Reprieve in the press
In 2009 Reprieve's founder and Director Clive Stafford Smith was the third most mentioned legal figure in the British press (just behind Madonna's divorce lawyer!). We have appeared in the pages of every national broadsheet in the UK and papers like the New York Times, The Wall Street Journal and the Washington Post on the other side of the Atlantic.
Awards and prizes
In The Times Law 100 of 2009, a list of the most powerful and influential lawyers in Britain, Reprieve's founder and Director Clive Stafford Smith came 6th, while Lord Bingham of Cornhill, then our Chair of Trustees, took 4th place.
At the end of 2009 the magazine Harper's Bazaar selected Reprieve's Executive Director Clare Algar as one of the 20 Women to Inspire for 2010. In September 2010 Clare also won Voluntary Sector Achiever of the Year in the Women in Public Life Awards. She was selected from a shortlist of eminent candidates, including Sarah Brown and Barbara Natsegara.

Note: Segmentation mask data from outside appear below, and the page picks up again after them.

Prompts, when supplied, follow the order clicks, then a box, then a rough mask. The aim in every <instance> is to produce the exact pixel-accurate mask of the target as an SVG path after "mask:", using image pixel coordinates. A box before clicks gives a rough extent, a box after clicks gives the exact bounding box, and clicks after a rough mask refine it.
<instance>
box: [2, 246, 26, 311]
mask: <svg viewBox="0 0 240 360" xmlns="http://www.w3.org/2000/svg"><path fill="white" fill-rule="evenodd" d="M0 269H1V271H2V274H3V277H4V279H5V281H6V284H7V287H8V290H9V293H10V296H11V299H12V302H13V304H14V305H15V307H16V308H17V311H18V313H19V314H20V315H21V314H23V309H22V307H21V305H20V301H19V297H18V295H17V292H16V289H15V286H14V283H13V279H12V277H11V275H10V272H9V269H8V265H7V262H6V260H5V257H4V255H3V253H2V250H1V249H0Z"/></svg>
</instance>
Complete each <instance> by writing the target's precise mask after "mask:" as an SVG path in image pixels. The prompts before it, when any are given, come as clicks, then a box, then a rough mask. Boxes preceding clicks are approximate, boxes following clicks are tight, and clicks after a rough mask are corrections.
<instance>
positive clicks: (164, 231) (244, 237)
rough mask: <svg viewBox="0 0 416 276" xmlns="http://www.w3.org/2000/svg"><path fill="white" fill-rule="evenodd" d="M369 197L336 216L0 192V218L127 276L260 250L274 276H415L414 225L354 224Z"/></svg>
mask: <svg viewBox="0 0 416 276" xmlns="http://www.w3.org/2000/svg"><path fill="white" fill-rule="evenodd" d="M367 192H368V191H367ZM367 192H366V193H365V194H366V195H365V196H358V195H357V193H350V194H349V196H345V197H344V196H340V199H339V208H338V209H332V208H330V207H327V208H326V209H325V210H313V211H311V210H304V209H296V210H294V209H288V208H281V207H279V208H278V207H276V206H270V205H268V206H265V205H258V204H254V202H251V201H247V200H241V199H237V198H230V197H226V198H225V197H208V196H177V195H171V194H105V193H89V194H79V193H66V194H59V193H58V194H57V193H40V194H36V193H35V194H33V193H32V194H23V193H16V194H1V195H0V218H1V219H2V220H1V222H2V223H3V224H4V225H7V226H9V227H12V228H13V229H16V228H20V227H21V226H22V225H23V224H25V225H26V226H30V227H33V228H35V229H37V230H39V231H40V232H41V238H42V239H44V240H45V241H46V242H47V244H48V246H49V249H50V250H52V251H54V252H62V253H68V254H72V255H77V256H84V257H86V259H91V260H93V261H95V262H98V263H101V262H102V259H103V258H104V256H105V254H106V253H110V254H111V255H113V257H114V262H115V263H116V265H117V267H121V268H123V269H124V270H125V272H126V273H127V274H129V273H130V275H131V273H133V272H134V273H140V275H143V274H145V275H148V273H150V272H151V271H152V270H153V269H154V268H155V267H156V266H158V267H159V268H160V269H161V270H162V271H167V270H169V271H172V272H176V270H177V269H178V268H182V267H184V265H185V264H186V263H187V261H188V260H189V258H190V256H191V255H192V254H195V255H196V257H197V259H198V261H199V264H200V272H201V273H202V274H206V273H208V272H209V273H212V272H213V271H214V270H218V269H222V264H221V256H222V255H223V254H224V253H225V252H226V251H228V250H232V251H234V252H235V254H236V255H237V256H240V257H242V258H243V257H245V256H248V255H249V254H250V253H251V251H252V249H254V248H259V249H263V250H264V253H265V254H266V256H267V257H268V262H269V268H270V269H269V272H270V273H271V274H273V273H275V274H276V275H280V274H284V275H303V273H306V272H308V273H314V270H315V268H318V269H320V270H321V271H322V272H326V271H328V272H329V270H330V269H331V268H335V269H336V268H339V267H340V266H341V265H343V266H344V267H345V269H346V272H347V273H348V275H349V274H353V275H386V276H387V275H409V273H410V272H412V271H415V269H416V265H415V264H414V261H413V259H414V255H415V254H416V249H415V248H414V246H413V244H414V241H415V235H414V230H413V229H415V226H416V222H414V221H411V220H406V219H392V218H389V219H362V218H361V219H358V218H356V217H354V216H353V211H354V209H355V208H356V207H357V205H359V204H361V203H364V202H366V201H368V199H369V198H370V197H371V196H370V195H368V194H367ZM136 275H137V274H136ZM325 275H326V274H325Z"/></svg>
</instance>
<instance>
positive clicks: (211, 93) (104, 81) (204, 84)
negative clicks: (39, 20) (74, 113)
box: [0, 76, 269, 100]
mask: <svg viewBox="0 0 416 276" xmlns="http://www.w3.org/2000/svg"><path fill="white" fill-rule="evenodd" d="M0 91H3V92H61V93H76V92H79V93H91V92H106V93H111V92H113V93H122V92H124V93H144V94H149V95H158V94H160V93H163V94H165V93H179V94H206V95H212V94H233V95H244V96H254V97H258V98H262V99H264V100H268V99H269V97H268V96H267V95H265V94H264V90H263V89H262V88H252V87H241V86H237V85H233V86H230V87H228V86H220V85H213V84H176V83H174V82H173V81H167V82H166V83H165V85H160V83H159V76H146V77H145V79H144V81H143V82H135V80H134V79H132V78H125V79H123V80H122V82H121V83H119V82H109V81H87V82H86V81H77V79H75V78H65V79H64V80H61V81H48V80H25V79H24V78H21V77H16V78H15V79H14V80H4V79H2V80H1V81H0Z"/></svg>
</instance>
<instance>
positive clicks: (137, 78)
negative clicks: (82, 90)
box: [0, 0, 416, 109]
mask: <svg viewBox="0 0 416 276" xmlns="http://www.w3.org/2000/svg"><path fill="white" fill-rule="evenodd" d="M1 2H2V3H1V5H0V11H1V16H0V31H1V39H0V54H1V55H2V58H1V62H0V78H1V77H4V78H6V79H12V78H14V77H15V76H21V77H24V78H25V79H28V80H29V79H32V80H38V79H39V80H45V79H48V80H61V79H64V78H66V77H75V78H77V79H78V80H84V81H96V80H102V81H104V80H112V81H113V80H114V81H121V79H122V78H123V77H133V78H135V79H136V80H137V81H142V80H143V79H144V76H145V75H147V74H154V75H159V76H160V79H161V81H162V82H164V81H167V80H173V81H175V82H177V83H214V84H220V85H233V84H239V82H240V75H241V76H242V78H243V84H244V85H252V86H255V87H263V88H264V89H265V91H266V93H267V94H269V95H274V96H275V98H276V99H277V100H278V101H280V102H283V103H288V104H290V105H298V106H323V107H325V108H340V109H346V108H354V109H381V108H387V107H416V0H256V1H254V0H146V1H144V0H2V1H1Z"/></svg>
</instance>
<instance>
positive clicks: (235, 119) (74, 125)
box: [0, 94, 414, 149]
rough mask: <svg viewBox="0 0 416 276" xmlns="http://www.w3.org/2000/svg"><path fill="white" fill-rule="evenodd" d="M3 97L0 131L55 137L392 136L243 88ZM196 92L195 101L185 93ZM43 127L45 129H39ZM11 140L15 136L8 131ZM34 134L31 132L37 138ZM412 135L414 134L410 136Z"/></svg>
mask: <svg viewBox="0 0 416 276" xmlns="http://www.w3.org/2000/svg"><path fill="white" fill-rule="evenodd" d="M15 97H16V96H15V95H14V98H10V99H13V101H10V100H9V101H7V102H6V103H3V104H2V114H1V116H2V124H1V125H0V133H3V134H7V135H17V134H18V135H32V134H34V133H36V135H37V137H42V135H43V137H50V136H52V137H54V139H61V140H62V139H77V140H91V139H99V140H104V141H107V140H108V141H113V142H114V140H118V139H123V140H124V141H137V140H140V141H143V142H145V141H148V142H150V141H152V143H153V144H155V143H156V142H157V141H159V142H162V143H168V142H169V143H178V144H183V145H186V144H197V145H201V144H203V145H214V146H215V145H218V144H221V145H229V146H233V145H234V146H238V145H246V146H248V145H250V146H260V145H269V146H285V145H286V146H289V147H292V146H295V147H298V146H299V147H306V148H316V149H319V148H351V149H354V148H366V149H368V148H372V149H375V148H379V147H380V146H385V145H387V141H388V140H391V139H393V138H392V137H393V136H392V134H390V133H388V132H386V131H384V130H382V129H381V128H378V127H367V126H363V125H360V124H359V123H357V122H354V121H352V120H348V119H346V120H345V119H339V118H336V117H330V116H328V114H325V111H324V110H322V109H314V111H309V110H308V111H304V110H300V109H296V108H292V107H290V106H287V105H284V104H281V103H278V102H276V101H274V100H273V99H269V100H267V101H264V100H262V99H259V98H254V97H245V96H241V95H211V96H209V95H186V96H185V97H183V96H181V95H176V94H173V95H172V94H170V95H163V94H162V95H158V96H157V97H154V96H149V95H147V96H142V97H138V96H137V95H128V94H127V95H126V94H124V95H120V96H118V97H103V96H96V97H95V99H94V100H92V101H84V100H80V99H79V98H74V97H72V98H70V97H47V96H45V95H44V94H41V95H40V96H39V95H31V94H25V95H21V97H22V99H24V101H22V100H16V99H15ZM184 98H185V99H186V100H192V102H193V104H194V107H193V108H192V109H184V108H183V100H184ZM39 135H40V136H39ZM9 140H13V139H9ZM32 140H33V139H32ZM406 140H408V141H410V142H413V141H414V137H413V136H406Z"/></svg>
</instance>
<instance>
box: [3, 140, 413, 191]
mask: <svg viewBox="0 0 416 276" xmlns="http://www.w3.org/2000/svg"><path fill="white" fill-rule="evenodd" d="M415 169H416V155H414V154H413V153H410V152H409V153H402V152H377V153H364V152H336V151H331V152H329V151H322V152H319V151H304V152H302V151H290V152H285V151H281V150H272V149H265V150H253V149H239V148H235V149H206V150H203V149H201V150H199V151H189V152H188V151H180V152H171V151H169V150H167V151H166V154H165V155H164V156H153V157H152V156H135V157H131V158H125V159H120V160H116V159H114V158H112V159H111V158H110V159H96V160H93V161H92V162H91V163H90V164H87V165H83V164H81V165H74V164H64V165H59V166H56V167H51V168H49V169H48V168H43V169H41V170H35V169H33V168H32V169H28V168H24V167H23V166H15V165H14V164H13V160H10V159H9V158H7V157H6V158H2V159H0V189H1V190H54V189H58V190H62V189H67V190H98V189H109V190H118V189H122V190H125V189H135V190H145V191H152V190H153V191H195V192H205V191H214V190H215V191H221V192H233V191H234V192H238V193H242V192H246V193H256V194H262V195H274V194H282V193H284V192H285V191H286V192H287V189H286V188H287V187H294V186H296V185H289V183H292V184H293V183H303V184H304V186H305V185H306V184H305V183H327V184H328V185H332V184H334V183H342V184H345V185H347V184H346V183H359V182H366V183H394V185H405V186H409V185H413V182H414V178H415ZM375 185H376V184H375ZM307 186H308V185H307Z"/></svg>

Clive Stafford Smith has received a great many awards and honours in recognition of his work with Reprieve. In 2000 he was awarded an OBE for 'humanitarian services'. He has been chosen as a Soros Senior Fellow, a Rowntree Visionary (2005) and an Echoing Green Fellow (2005). In addition, he has received Lifetime Achievement Award from The Lawyer Magazine and The Law Society (2003), the Benjamin Smith Award from the ACLU of Louisiana (2003), the Gandhi Peace Award (2004), a Lannan Foundation Cultural Freedom Award (2008), an International Freedom of the Press Award (2009), and the Unione Nazionale Cronisti Italiani (for his defence of Sami el Haj). Last year he won the International Bar Association's Human Rights Award and the Judges’ Special Beacon Prize for Outstanding Philanthropic Achievement – the “Nobel Prize of the charity world”. The judges of the latter “were especially impressed by the combination of dedication and pragmatism that so clearly permeates Clive's long history of generosity and humanitarian spirit”.